Metropolitan News-Enterprise

 

Tuesday, September 6, 2005

 

Page 3

 

Judicial Council Names Bamattre-Manoukian, Horn Jurists of Year

 

By a MetNews Staff Writer

 

Sixth District Court of Appeal Justice Patricia Bamattre-Manoukian and Orange Superior Court Presiding Judge Frederick P. Horn were named Jurists of the Year Friday by the state’s Judicial Council.

In a press release, the council said Bamattre-Manoukian had “contributed significantly to statewide judicial leadership through a wide range of activities in judicial education, community outreach, and other professional projects that have served the courts and public.”

A former member of the Judicial Council, Bamattre-Manoukian currently chairs the Appellate Justices Education Committee of the Center for Judicial Education and Research Governing Committee, as well the Appellate Court Security Committee. She is a past chair of the Judicial Council’s Probation Services Task Force and the CJER Governing Committee.

The council’s press release noted that Bamattre-Manoukian has taught and lectured at high schools, colleges, and bar association seminars in the Sixth District, which includes Monterey, San Benito, Santa Clara and Santa Cruz counties. From 1985 to 1988, she taught trial techniques at Santa Clara University School of Law and has taught at Stanford Law School’s Advocacy Skills Workshop.

She was appointed to the Court of Appeal in 1989, and served as acting administrative presiding justice of the court from 2001 to 2003.

The council said Horn “has demonstrated leadership and advocacy of access and fairness in the California courts and dedication to excellence in court administration.”

He is a longtime member and past chair of the Judicial Council’s Access and Fairness Advisory Committee. Earlier this year, he won the Recognition of National Service Award from the National Consortium on Racial and Ethnic Fairness.

Horn developed a training video that focuses on court access for persons with disabilities, and a gender fairness training video produced in 2003. He also was instrumental in drafting the rule of court for requesting accommodations by persons with disabilities, which took effect in 1996.

Horn serves on the faculty of the B.E. Witkin Judicial College of California, the California Continuing Judicial Studies Program, and the New Judges Orientation Program. In March he was elected vice-chair of the Commission on Judicial Performance.

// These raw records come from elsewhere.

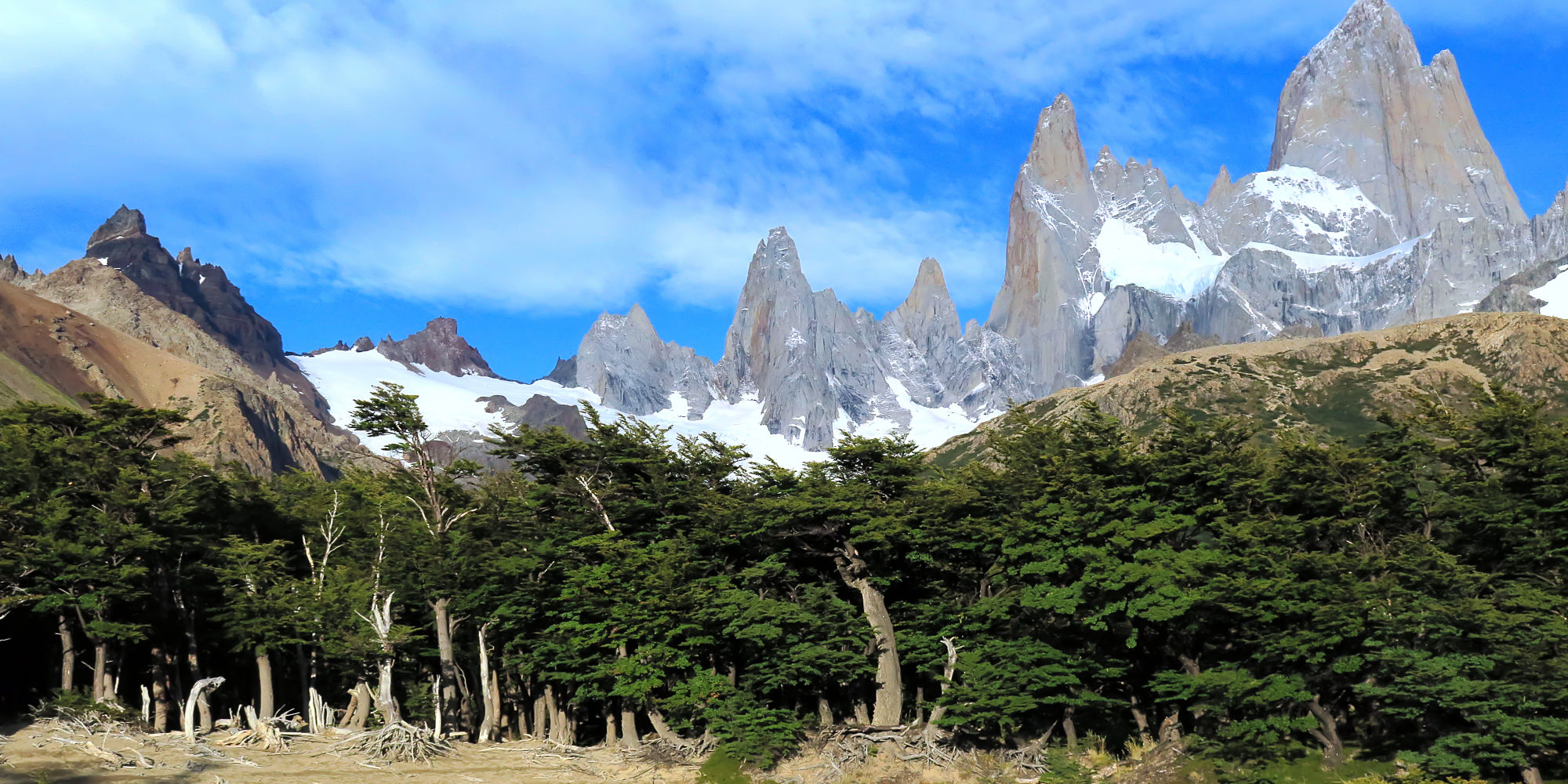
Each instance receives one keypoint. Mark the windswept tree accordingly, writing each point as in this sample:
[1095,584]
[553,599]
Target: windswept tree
[440,503]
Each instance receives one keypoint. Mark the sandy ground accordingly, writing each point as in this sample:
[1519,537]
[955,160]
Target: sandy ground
[29,755]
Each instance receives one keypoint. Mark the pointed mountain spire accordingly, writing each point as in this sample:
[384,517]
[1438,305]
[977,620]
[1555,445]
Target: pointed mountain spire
[1362,111]
[438,347]
[126,223]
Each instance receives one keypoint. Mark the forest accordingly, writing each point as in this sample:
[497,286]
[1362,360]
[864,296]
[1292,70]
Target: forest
[1263,595]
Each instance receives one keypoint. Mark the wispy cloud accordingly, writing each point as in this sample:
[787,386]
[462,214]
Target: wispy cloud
[565,156]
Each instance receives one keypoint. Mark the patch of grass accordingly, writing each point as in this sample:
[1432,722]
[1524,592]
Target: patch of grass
[1308,769]
[724,769]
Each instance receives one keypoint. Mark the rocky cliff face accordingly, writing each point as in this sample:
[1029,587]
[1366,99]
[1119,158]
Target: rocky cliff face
[438,347]
[53,354]
[631,369]
[1384,205]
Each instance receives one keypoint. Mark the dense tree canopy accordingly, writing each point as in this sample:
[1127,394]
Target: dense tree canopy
[1260,595]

The Judicial Council also honored Jody Patel, court executive officer of the Sacramento Superior Court, and Karen Thorson, director of the Education Division/Center for Judicial Education and Research of the Administrative Office of the Courts, as the state’s top judicial administrators for 2004-2005, and announced that Alba Witkin, the widow of legal scholar Bernard E. Witkin, will receive the council’s Bernard E. Witkin Award, which annually honors individuals other than members of the judiciary for outstanding contributions to the courts of California.

The council’s press release credited Patel with creating “a re-engineering and innovation unit within the court to improve all court operations practices and procedures, as well as the establishment of a countywide charter for all criminal justice agencies within the county to improve the delivery of services to the community and the local bar, saving time and resources for both the court and local criminal justices agencies.”

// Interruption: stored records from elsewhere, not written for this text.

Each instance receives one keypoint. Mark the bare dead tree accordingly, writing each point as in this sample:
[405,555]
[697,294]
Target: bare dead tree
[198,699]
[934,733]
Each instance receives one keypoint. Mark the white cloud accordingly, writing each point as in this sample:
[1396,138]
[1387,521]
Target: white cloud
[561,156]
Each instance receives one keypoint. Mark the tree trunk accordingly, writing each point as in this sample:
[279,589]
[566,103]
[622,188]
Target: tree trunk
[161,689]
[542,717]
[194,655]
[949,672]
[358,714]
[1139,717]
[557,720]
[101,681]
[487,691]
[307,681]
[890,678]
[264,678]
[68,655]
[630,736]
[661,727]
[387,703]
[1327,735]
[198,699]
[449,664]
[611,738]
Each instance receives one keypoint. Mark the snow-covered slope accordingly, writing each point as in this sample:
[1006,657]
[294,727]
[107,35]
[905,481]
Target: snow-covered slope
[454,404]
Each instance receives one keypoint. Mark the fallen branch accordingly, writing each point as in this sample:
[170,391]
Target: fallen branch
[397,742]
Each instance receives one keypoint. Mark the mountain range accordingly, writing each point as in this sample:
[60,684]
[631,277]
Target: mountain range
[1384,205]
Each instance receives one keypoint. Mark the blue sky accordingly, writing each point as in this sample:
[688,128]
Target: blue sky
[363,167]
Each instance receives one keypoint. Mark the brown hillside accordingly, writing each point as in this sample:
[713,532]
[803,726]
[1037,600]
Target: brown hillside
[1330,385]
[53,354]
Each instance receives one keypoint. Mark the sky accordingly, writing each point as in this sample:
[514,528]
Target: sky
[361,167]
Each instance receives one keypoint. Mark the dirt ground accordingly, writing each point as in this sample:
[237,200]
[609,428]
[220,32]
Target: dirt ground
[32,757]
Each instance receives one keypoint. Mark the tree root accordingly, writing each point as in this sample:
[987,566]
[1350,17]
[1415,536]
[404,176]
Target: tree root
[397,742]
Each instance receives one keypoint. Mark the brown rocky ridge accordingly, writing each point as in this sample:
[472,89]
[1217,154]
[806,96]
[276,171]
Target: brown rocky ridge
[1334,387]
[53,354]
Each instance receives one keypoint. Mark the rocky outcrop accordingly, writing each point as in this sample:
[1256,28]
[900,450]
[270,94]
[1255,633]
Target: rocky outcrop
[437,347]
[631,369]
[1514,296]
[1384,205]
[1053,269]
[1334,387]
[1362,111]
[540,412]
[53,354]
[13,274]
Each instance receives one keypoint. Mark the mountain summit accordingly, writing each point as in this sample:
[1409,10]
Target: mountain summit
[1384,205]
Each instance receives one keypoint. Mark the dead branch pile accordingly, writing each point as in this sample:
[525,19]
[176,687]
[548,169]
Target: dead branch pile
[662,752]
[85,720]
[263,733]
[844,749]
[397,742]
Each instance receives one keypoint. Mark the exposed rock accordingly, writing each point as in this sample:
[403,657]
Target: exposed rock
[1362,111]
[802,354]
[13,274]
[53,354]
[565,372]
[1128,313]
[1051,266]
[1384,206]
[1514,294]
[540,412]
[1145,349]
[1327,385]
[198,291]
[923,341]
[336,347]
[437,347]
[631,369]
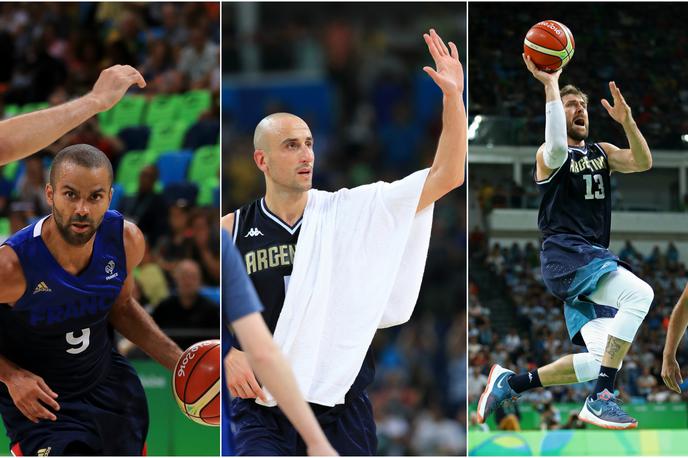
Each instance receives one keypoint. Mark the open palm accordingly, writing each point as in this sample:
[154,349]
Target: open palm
[449,73]
[620,111]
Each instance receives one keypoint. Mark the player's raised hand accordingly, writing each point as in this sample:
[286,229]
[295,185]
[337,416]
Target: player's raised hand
[241,381]
[113,83]
[449,73]
[541,75]
[671,373]
[620,112]
[31,395]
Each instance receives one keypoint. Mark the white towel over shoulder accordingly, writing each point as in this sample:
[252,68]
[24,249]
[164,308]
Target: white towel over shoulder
[358,267]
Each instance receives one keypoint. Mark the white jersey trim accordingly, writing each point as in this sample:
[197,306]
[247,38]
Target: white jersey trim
[236,225]
[286,227]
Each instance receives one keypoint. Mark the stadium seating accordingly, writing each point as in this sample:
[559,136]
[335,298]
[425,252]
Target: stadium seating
[4,227]
[163,109]
[204,171]
[193,105]
[128,112]
[167,137]
[173,166]
[204,132]
[135,137]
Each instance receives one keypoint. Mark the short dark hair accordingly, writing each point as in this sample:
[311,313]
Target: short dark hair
[82,155]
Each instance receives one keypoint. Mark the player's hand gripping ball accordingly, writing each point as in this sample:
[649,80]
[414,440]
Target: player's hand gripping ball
[196,382]
[550,45]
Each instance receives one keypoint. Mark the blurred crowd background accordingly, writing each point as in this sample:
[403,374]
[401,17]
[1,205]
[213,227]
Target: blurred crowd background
[353,72]
[163,140]
[512,319]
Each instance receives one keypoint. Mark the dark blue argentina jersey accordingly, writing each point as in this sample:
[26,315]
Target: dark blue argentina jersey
[59,328]
[576,198]
[268,246]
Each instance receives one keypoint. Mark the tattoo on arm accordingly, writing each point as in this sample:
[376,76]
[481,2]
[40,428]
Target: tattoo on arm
[613,347]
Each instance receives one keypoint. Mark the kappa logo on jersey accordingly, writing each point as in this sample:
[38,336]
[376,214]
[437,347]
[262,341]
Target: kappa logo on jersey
[109,268]
[42,288]
[253,232]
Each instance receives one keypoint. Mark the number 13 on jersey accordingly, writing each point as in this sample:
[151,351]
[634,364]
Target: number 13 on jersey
[594,181]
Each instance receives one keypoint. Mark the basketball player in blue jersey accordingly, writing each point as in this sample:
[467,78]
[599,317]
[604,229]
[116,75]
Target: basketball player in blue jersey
[242,308]
[268,230]
[604,303]
[65,284]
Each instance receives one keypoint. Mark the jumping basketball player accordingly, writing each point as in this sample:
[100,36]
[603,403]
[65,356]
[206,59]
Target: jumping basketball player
[604,303]
[270,227]
[242,308]
[65,283]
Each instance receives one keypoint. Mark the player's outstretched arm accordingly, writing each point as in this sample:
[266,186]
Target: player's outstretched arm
[552,154]
[28,391]
[448,168]
[12,281]
[671,372]
[274,371]
[637,157]
[130,319]
[24,135]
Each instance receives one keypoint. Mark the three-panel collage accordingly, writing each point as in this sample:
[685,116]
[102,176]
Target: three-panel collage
[343,228]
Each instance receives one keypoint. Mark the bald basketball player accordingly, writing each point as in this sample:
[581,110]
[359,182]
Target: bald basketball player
[27,134]
[284,153]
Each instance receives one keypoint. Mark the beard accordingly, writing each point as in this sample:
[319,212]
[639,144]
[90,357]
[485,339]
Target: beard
[68,235]
[574,133]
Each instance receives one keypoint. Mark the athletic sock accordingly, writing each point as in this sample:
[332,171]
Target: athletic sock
[605,381]
[523,382]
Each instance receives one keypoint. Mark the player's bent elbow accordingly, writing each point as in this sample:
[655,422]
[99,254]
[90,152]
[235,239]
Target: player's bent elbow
[389,320]
[263,357]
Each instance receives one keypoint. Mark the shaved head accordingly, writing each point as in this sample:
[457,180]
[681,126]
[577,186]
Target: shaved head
[272,125]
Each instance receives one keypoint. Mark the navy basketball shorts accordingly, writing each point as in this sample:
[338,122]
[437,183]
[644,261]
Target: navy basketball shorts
[109,419]
[265,431]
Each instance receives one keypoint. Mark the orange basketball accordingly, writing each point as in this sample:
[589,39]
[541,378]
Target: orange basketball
[196,382]
[550,45]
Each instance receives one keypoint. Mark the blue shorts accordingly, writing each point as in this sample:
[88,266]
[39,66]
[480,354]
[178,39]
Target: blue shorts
[110,419]
[265,431]
[571,268]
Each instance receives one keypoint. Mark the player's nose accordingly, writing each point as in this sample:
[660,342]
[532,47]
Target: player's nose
[82,208]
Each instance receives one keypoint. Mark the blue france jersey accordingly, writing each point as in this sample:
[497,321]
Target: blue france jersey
[59,328]
[576,198]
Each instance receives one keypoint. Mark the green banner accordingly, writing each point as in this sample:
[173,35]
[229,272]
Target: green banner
[170,432]
[595,442]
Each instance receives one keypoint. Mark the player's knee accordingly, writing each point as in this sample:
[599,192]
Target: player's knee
[586,366]
[642,297]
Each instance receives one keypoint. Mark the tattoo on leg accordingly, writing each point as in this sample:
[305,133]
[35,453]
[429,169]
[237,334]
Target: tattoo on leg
[613,348]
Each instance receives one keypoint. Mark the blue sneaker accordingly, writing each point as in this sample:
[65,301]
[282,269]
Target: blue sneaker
[605,412]
[496,392]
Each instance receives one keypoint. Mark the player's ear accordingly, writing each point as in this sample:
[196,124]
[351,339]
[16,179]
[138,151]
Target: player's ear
[49,193]
[259,158]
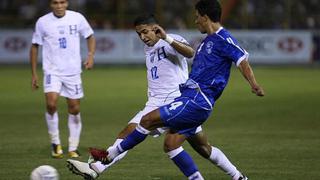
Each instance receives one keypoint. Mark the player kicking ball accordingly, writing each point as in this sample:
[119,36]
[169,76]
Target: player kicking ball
[164,65]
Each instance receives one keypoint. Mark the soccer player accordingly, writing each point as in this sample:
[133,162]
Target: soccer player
[58,32]
[166,69]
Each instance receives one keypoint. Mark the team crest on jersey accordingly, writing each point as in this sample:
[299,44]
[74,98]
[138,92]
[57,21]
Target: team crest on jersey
[61,29]
[209,46]
[73,29]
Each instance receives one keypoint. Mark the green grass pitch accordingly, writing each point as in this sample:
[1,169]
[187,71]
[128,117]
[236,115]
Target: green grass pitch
[276,137]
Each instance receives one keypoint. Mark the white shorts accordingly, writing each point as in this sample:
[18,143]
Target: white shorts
[155,133]
[66,86]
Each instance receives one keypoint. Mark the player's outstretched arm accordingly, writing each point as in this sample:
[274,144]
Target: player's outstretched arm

Thorson, the council said, spearheaded a “curriculum initiative” which will “revolutionize how educational needs are identified, how education is developed and delivered, and how that education is evaluated and enhanced” within the court system.

The council noted that since Bernard Witkin’s death in 1995, Alba Witkin has continued the work of a charitable fund they established in 1982 called the Foundation for Judicial Education.

The awards, in their 12th year, are collectively denominated the Distinguished Service Awards by the council. They will be presented to the recipients this week during the 2005 Statewide Judicial Branch Conference, which will be held in conjunction with the State Bar of California convention and the gathering of the California Judges Association in San Diego.